レビュー本が1000冊を突破しました。
引き続きジャンルを問わず読んだ本をマイペースで紹介してゆきます。

風の中のマリア

風の中のマリア (講談社文庫)

オオスズメバチ(学名:ヴェスパ・マンダリニア)。

昆虫の頂点に立つ獰猛な捕食者であり、人間にとっても危険な生物です。

本書はスズメバチのワーカー(働きバチ)を擬人化した"マリア"を主人公にしています。

マリアのワーカーとしての仕事は、幼虫のエサとなる昆虫を捕獲するハンターです。

スズメバチにとって無抵抗にも等しい昆虫もいれば、時には同類のスズメバチ、カマキリやオニヤンマといった危険な武器を持った昆虫さえも狩りの対象にしなければなりません。

そしてワーカーの寿命はたったの30日

つまり主人公マリアの一生も30日であり、本書はそんなオオスズメバチの生涯を物語にするといった面白い手法で書かれています。

当然のように擬人化されたオオスズメバチは物語の中で喋ることもあれば思考することもあります。

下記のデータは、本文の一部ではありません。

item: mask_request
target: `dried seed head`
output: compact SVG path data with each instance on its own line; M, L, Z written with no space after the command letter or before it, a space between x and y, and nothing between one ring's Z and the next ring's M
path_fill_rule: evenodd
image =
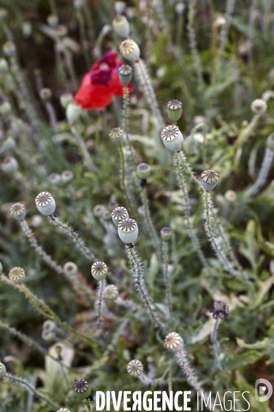
M90 395L91 387L86 379L80 379L74 384L74 390L78 398L84 400Z
M137 174L140 179L147 179L149 176L151 167L145 163L139 163L137 166Z
M251 103L251 111L257 115L262 115L266 111L267 104L262 99L256 99Z
M56 207L53 197L48 192L41 192L35 198L37 209L45 216L52 215Z
M66 109L66 120L69 124L73 124L81 116L82 107L76 102L69 103Z
M56 14L49 14L47 17L47 23L51 27L55 27L59 24L59 18Z
M128 218L129 214L125 207L123 207L123 206L119 206L112 211L111 217L112 218L112 222L115 226L117 226L118 227L119 222L123 219Z
M95 262L91 266L91 274L96 280L103 280L108 275L108 266L103 262Z
M123 57L131 62L136 62L140 58L139 46L132 38L126 38L121 43L119 51Z
M78 266L73 262L67 262L63 266L63 269L68 276L76 276L78 273Z
M8 277L10 280L12 281L14 283L19 285L25 281L25 271L23 268L20 266L16 266L15 268L12 268L10 269Z
M201 183L207 192L212 190L216 185L219 176L214 170L205 170L201 174Z
M183 135L175 124L170 124L161 132L162 140L169 150L178 152L184 144Z
M160 233L161 238L163 240L169 240L171 238L172 230L170 227L162 227Z
M0 362L0 379L4 377L7 369L5 369L5 366L3 363Z
M121 127L114 127L112 129L109 136L116 144L121 146L125 143L124 132Z
M16 54L16 47L13 41L7 41L3 45L3 52L8 57L14 57Z
M137 239L138 226L134 219L127 218L118 223L118 236L125 243L133 243Z
M120 80L127 86L132 78L132 68L127 65L123 65L119 68L119 73Z
M183 105L179 100L169 100L166 104L167 115L172 122L177 122L182 116Z
M1 168L6 173L15 173L18 170L18 162L14 157L8 156L3 159Z
M112 21L112 27L115 33L121 37L129 36L130 25L125 16L116 16Z
M184 341L176 332L171 332L164 339L166 347L171 350L179 350L183 348Z
M116 285L107 285L103 290L103 297L113 300L118 297L118 288Z
M44 87L39 91L39 96L43 102L49 102L52 98L52 91L50 89Z
M137 376L142 374L143 370L144 367L142 366L142 363L138 359L133 359L127 363L127 371L129 375L134 376L134 378L137 378Z
M25 216L25 208L22 203L14 203L10 207L10 213L16 220L23 220Z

オオスズメバチたちが自らの遺伝子(染色体)について話し出したときは少々驚きましたが、幼虫から成虫になるまで、狩りの方法、そして何よりも女王バチが1から""という名の帝国を築いて、やがて滅びるまでの過程を壮大な物語として読むことで自然に知識を得ることができます。


オオスズメバチに猛毒があることは知っていても、その生態系については殆ど知らない人が多いのではないでしょうか。

全体的には子ども向けを意識した描写で書かれているため、中学生が読んでも充分楽しめますし、小学高学年でも読めるのではないでしょうか。

もちろん大人が読んでも知的好奇心を充分に満足させてくれる出来栄えです。

人気作家の百田尚樹氏が手掛けただけあってストーリーも無難にまとまっており、夏休みの読書に最適な1冊です。